Indian captain MS Dhoni faces the task of addressing the cricket questions without his start fast bowler
Team India allowed the James Anderson-Ravindra Jadeja spat to drive them to distraction. The drift in focus alone could not, however, be held responsible for the heavy defeat in the third Test. The high of Lord’s was achieved when l’affaire Anderson was very much in the air, but, throughout the second Test, Team India seemed driven by the feeling that they would win the arguments in the inquiry rooms.
The cricketing reason why they lost the Southampton Test was the absence of Ishant Sharma. He may not be the brainiest fast bowler around, but there is a workhorse mentality in him that seems to drive him on into making the effort regardless of the final result. That by itself is a great attitude to have. On a fast bowlers’ pitch at Southampton, Ishant may have been the tipping factor in taking 20 wickets in a reasonable runs-to-time framework.
India lost control to a wicket-keeper batsman who played in the swashbuckling Dhoni manner to let England run away to a mammoth total that is never easily matched by Indian batsmen of the current team. Time was when the opposition were 325-5 at stumps on the opening day and went on to 550-plus before declaring on the second day and India could still win the Test thanks to the ‘bataholic’ Rahul Dravid.
It is a reflection of the technical state of today’s batting line-ups that collapses are as common as the quick scoring of the era once the upper hand is established. England, as well as India are prone to collapses, so too many others in the fray in most modern cricket because they are technically not qualified to pass the test on wickets favouring bowlers of all types as the Southampton pitch did. Modern batting line-ups are as easily opened as a can with a well designed can opener.
The debate will go on as to whether India can take 20 wickets in a Test to win abroad. As we saw at Lord’s, Indian bowling picks up enormously in seam-friendly conditions, which is the reason why it is such a surprise that Team India did not win more than just the Lord’s Test in so many foreign outings since the disastrous summer of 2012 began with the first of the 8-0 results in England and Australia.
Team India have had plenty of opportunities to win abroad since the Test in the Caribbean in 2012. It was the inability of the bowlers to go through the opposition down to taking the 10th wicket in an innings in time enough to make a difference that told in the end after so many openings were created early. The clichetic ‘lack of killer instinct’ was always drawn out of the cupboard each time the team failed to go through.

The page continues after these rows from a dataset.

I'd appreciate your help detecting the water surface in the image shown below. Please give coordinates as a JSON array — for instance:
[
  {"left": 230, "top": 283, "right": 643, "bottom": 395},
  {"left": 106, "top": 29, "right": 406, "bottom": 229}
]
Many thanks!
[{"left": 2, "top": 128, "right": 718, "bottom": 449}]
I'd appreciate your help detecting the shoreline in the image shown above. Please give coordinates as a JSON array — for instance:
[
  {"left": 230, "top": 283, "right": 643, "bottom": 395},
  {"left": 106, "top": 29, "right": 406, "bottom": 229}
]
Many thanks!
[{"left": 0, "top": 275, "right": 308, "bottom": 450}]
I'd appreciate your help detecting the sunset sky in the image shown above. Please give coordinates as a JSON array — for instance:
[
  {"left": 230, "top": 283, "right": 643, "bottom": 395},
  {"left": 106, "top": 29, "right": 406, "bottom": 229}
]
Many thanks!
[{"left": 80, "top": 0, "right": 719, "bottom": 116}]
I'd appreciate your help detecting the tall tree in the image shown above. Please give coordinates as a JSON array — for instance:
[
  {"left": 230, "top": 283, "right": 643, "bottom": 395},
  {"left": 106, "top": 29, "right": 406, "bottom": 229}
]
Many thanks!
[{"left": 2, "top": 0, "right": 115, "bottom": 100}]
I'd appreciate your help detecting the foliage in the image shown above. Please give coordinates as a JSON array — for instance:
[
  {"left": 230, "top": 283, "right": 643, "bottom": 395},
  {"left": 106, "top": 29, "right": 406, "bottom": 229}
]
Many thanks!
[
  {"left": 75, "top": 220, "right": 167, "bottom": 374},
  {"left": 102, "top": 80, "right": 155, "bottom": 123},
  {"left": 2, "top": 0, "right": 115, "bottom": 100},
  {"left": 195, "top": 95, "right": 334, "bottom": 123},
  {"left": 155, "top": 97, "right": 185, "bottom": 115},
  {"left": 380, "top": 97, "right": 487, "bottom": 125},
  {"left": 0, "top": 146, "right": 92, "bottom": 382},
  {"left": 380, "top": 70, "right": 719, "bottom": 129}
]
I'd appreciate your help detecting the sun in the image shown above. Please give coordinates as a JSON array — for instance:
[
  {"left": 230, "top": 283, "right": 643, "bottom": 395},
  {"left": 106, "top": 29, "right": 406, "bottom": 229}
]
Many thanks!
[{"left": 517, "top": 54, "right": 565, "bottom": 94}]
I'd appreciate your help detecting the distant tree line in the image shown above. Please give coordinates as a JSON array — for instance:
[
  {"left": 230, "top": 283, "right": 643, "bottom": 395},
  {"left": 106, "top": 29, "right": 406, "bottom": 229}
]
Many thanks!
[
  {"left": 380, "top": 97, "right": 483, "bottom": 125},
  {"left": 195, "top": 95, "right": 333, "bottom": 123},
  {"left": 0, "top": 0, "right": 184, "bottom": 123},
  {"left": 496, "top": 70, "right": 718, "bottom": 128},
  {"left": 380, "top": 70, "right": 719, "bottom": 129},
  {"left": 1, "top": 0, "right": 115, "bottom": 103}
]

Team India cannot boast of batting depth in world cricket at a time when all teams appear capable of batting down to No. 11. If India could run up a big stand for the last wicket, England could retaliate with a world record stand on the dead Trent Bridge surface. It was only the lively wicket of Lord’s that saw Dhoni’s men wake up to the possibility of the opportunity of winning a Test away from the designer pitches of India.
Regardless of the state of the pitches, the task in the remaining two Tests will be that much harder as India have lost the momentum and the mood after the Anderson affair. More than anyone else, Dhoni, who has been acting for a couple of weeks more like a political leader than a cricket captain, was to blame. He now faces the onerous task of addressing the cricket questions, that too without his start fast bowler and a suddenly stuttering batting combination, which needed a sixth specialist to be brought in to bolster it at Southampton, but to no avail.
It is not only a matter of strategy from here but also one of attitude and much would hinge on how quickly India and Dhoni can put away the memories of the Anderson affair behind them. No off-field event is that important for any international cricket team.